Inviting tens of thousands of drivers!
Apart from the UK, Ola has expanded to Australia and New Zealand as well. To date, Ola has raised around $3.8 billion (approx €3.4 billion) in funding. The Indian ride-hailing app is planning to onboard around 50,000 licensed drivers in London, which is larger than Uber’s current fleet. Drivers can initiate their registration on the Ola app by logging on to their website.
Simon Smith, Ola’s head of international, said in a statement,
We have built a robust mobility platform for London, which is fully compliant with TfL’s (Transport for London’s) high standards. We have had constructive conversations with the authorities, drivers, and local communities in London over the past months, and look forward to contributing towards solving mobility issues in innovative and meaningful ways.
Offers a range of safety features
Moreover, Ola will be using face-recognition technology to authenticate drivers, driver image verification against drivers licence and said it would allow only the licensed drivers on its platform. It also has an in-app emergency button that allows users to alert Ola’s Safety Response Team in the event of any problems with a ride. This feature can also be used to contact emergency services or to instantly share ride information, including real-time car tracking with friends and family
On top of that, Ola added that it would not allow drivers onto its platform who have been blocked by London’s transport regulator.
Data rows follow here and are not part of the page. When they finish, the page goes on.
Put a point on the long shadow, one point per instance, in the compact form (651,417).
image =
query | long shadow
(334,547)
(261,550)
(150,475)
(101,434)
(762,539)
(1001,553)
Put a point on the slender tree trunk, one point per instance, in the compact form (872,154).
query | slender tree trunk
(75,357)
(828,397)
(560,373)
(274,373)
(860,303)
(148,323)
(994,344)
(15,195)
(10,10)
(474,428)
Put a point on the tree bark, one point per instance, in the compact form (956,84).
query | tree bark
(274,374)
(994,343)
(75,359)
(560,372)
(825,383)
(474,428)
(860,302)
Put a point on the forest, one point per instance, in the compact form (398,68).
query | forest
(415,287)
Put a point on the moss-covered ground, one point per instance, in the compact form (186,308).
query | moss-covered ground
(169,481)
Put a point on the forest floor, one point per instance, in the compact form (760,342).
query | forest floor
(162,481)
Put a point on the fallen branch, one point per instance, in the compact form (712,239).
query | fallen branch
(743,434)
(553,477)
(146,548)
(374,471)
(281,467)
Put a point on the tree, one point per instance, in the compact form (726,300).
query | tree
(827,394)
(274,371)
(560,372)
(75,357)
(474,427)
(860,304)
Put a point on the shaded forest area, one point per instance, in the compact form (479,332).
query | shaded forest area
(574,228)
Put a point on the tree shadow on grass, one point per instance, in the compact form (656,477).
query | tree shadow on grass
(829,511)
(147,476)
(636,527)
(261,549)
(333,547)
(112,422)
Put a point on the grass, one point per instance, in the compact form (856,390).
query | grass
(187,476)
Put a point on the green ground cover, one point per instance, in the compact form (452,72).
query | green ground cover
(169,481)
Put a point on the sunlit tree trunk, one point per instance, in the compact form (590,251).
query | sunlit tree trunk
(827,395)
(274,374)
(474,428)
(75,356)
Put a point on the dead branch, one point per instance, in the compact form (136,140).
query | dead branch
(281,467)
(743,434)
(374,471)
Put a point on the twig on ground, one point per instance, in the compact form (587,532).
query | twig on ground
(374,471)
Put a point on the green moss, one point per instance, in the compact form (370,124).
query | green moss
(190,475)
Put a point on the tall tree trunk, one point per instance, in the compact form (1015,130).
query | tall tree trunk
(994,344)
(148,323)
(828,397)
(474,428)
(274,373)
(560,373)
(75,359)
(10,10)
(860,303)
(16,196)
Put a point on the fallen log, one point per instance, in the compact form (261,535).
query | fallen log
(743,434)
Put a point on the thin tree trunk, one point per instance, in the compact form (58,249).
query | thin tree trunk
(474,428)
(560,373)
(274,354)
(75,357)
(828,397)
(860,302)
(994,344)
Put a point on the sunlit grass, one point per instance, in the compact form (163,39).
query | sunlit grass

But at the same time, the company mentioned in the press release that drivers are their main focus in terms of operating philosophy, charging favourable commissions to allow drivers to keep more of their earnings. That means that while Ola charges competitive rates for passengers, its drivers earn more from each ride. Giving drivers a fair deal is central to the Ola approach.
Simon Smith, Head of International, Ola added,
Today, we are inviting the tens of thousands of PHV drivers across London to register themselves on the Ola platform, as we prepare to launch in the city in the coming weeks. We have built a robust mobility platform for London which is fully compliant with TfL’s high standards. We have had constructive conversations with the authorities, drivers, and local communities in London over the past months, and look forward to contributing towards solving mobility issues in innovative and meaningful ways.
Back on Monday, Uber stripped of its London licence after identifying the pattern of failures. According to TfL, around 14,000 trips taken recently involved unauthorized drivers who had faked their identity on the Uber app. However, Uber CEO Dara Khosrowshahi expressed disappointment over TfL’s decision and vowed to appeal.
Ola was founded in 2011 by Bhavish Aggarwal and Ankit Bhati with a mission to build mobility for a billion people. The Ola app offers mobility solutions by connecting customers to drivers and a wide range of vehicles across various forms of transport, enabling convenience and transparency for hundreds of millions of consumers and over 2 million driver-partners.